I look at him, questioning. He shakes his head as if to strengthen his denial. Roman joins in. They both shift and shake and look as concerned and friendly as they can.

“You need to see the boss,” says Roman. “You need to see Johnny. He knows.”

“He knows?”

Now they both nod in unison, smiling — Roman with his expanding scar, Vlad with his gray gums. I shoulder my bag and leave.

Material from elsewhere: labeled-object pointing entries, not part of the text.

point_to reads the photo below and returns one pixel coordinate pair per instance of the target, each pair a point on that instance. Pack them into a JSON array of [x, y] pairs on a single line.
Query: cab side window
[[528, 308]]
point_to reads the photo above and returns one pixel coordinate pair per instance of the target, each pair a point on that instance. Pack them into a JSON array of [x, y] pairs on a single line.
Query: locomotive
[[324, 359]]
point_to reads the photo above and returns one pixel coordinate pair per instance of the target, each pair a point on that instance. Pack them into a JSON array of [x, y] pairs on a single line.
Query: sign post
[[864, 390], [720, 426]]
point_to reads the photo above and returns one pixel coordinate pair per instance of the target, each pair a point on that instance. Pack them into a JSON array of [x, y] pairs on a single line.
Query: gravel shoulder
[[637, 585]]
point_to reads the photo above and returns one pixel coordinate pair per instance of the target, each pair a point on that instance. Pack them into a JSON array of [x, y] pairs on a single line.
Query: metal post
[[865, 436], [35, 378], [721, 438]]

I have gas pains from not eating. I have enough change for coffee and, if they give it to me, some kind of biscuit. The coffee shop’s bagels and muffins are inedible; the bagel store’s coffee is undrinkable. If I buy a bagel first and I’m not offered a coffee later. . but if I buy a coffee first, I’ll have to bring it to the bagel store, which would be rude. I like the people who work there, and I don’t want to offend. I decide to get coffee. Then I remember the ten I just won. I should eat something. I go to the bodega behind the projects. A blonde pillhead is outside.

“Hey, papi.”

She tries to open the door for me, but she’s too shaky. It’s hard for her to grab the handle, and when she finally does, she hasn’t the strength to move it. She’s detoxing hard. I can see her skull through her translucent skin. All the blood seems to be collecting there. It’s about to burst.

I nod to her, go in, and make my way to the coolers in the back. Bud is on sale. Six bucks for a rack of talls. I grab one and go to tear a can off. The sensation of the cold metal shoots up my arm like a fix. I take my one can and back away. A voice calls from the front.

“Can you keep that closed?”

I come out of my shock and peer down the aisle to the front. Airborne dust lingers in what little light that has made it through the fogged-out storefront. The old linoleum is gritty. There isn’t much for sale here — cold beer, warm beer, soda, bottled juice from concentrate, junk food that may have reached the end of its long shelf life on which the dust has settled. I see the clerk now. Hiding behind a rack of gum and candy. I take a single and bring it quickly to the front.